Here he is closely studying the seeds and recording his observations.

Ms. Arrendale found a turtle shell on a nature walk with her niece and nephews during a trip to the country and brought it back to class.  Many of the students were very interested in the turtles at the Pumpkin Patch.  This student used a picture of the turtle (earlier in the post) and the actual turtle shell to add greater detail to his pictures about his experience with the turtles at the Pumpkin Patch.  Using pictures is another great way to have your child record their thoughts and observations during vacations and breaks.  We take a lot of pictures to help the students remember details so they can become stronger writers and authors.

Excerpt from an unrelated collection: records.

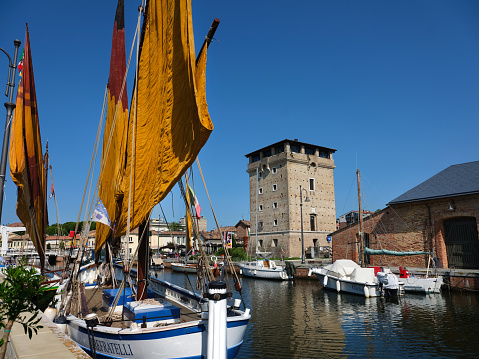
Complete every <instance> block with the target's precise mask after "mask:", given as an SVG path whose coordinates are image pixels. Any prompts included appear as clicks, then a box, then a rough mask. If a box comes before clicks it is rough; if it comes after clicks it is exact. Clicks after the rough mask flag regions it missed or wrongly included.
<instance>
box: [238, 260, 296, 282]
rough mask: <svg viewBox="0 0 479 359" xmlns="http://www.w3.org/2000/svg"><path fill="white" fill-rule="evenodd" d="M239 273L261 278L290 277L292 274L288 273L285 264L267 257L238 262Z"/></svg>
mask: <svg viewBox="0 0 479 359" xmlns="http://www.w3.org/2000/svg"><path fill="white" fill-rule="evenodd" d="M238 267H239V268H240V271H241V274H243V275H244V276H246V277H253V278H262V279H278V280H287V279H292V278H293V275H292V274H291V273H288V271H287V269H286V266H283V265H277V264H276V262H275V261H272V260H269V259H258V260H256V261H251V262H240V263H238Z"/></svg>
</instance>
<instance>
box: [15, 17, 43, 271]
mask: <svg viewBox="0 0 479 359" xmlns="http://www.w3.org/2000/svg"><path fill="white" fill-rule="evenodd" d="M19 70H20V72H21V74H20V76H21V77H20V78H21V80H20V82H19V85H18V90H17V99H16V108H15V112H14V114H13V119H12V128H11V134H10V136H11V141H10V149H9V162H10V174H11V176H12V179H13V182H15V184H16V185H17V216H18V218H19V219H20V220H21V221H22V223H23V224H24V225H25V228H26V230H27V232H28V235H29V236H30V239H31V240H32V242H33V245H34V246H35V249H36V250H37V252H38V254H39V256H40V264H41V267H42V268H44V266H45V237H46V234H45V230H46V223H48V219H47V216H48V214H47V211H46V175H45V174H46V171H45V169H44V164H43V155H42V143H41V138H40V124H39V119H38V110H37V98H36V92H35V81H34V77H33V65H32V54H31V50H30V36H29V32H28V24H27V26H26V36H25V48H24V50H23V55H22V57H21V60H20V64H19Z"/></svg>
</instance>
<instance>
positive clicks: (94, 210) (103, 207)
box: [92, 198, 111, 227]
mask: <svg viewBox="0 0 479 359" xmlns="http://www.w3.org/2000/svg"><path fill="white" fill-rule="evenodd" d="M92 221H95V222H100V223H103V224H105V225H107V226H108V227H110V225H111V222H110V218H109V217H108V212H107V210H106V208H105V206H104V205H103V203H102V202H101V199H100V198H98V202H97V203H96V206H95V210H94V211H93V216H92Z"/></svg>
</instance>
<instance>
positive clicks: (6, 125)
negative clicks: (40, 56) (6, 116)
mask: <svg viewBox="0 0 479 359" xmlns="http://www.w3.org/2000/svg"><path fill="white" fill-rule="evenodd" d="M13 44H14V45H15V55H14V57H13V64H12V59H11V58H10V55H8V53H7V52H6V51H5V50H4V49H2V48H0V50H1V51H3V52H4V53H5V55H7V57H8V61H9V69H8V82H7V90H6V91H5V96H9V99H8V102H5V107H6V108H7V120H6V122H5V133H4V134H3V147H2V159H1V162H0V223H1V220H2V208H3V191H4V188H5V173H6V171H7V155H8V145H9V142H10V126H11V124H12V122H11V119H12V114H13V110H14V109H15V104H14V103H13V89H14V87H15V70H16V69H17V56H18V48H19V47H20V44H21V41H20V40H16V39H15V40H13Z"/></svg>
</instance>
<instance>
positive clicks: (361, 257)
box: [356, 169, 365, 267]
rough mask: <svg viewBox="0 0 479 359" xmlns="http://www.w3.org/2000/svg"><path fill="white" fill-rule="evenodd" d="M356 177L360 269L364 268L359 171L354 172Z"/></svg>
mask: <svg viewBox="0 0 479 359" xmlns="http://www.w3.org/2000/svg"><path fill="white" fill-rule="evenodd" d="M356 175H357V178H358V202H359V233H358V237H359V238H358V239H359V251H358V259H359V264H360V265H361V267H364V265H365V263H364V254H363V250H364V247H363V210H362V207H361V182H360V175H359V169H357V170H356Z"/></svg>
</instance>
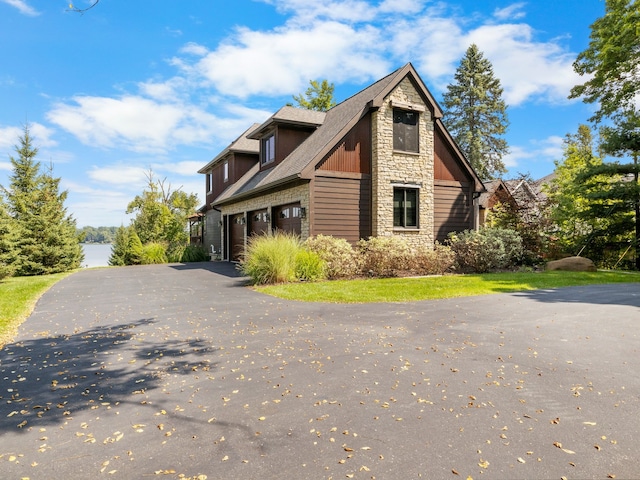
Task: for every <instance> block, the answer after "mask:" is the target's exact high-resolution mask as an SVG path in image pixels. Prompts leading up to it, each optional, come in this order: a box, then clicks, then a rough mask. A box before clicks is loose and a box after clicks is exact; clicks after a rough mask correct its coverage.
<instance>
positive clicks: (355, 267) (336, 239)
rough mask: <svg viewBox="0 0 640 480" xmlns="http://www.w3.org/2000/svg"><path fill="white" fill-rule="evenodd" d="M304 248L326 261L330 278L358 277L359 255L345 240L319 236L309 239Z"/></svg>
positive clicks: (328, 276) (330, 236) (326, 274)
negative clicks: (317, 255)
mask: <svg viewBox="0 0 640 480" xmlns="http://www.w3.org/2000/svg"><path fill="white" fill-rule="evenodd" d="M304 246H305V248H307V249H308V250H310V251H312V252H315V253H317V254H318V255H319V256H320V258H321V259H322V260H324V261H325V263H326V276H327V277H328V278H330V279H335V278H349V277H353V276H355V275H358V273H359V270H360V269H359V267H358V255H357V253H356V252H355V251H354V250H353V247H352V246H351V244H350V243H349V242H347V241H346V240H345V239H344V238H336V237H331V236H328V235H317V236H315V237H309V238H308V239H307V240H306V241H305V242H304Z"/></svg>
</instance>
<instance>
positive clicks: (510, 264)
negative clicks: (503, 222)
mask: <svg viewBox="0 0 640 480" xmlns="http://www.w3.org/2000/svg"><path fill="white" fill-rule="evenodd" d="M448 242H449V245H450V247H451V249H452V250H453V252H454V253H455V256H456V264H457V266H458V268H460V270H462V271H472V272H478V273H484V272H488V271H491V270H496V269H502V268H508V267H512V266H514V265H516V264H517V263H518V262H520V261H521V259H522V253H523V251H522V239H521V238H520V236H519V235H518V233H517V232H515V231H513V230H507V229H502V228H489V227H488V228H482V229H480V230H466V231H464V232H461V233H450V234H449V238H448Z"/></svg>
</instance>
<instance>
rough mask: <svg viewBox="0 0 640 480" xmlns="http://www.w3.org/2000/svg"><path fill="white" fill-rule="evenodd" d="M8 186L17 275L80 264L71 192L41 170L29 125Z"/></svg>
mask: <svg viewBox="0 0 640 480" xmlns="http://www.w3.org/2000/svg"><path fill="white" fill-rule="evenodd" d="M16 153H17V154H18V156H17V158H14V157H10V160H11V165H12V167H13V171H12V174H11V175H10V176H9V178H10V184H9V187H8V188H5V187H2V192H3V193H4V196H5V197H6V202H7V210H8V214H9V216H10V217H11V218H12V219H13V222H12V223H13V225H14V226H15V233H16V235H17V236H18V245H17V248H18V251H19V255H18V257H17V259H16V262H15V268H16V275H42V274H50V273H58V272H64V271H68V270H72V269H74V268H78V267H79V266H80V263H81V262H82V260H83V253H82V247H81V246H80V243H79V237H78V235H77V234H76V224H75V220H74V219H73V218H72V217H71V216H70V215H68V214H67V211H66V208H65V207H64V202H65V200H66V198H67V192H66V191H64V192H61V193H60V191H59V186H60V179H59V178H54V177H53V175H52V172H51V171H50V170H49V171H48V172H45V173H41V167H40V162H38V161H36V159H35V158H36V156H37V154H38V149H37V148H36V147H34V146H33V144H32V138H31V135H30V133H29V127H28V126H25V128H24V134H23V135H22V136H21V137H20V144H19V146H16Z"/></svg>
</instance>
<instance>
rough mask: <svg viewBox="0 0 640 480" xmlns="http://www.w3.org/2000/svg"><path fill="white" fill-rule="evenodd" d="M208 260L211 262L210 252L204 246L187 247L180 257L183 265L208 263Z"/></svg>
mask: <svg viewBox="0 0 640 480" xmlns="http://www.w3.org/2000/svg"><path fill="white" fill-rule="evenodd" d="M207 260H209V252H208V251H207V249H206V248H204V247H203V246H202V245H187V246H186V247H185V248H184V250H183V251H182V255H181V256H180V261H181V262H182V263H189V262H206V261H207Z"/></svg>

This child is standing back and admiring his work.  He spent a lot of time working on his illustration and really studied his object (the taller pumpkin).  He was very proud of his work.
This student also added additional characters to his illustration as he recalled his experience at the Pumpkin Patch.  He wanted the reader to know that he and his friends found pumpkins in the garden at the Pumpkin Patch.  Having the real object available enabled him to recall more detail about his field trip and helped him to add more detail to his illustration.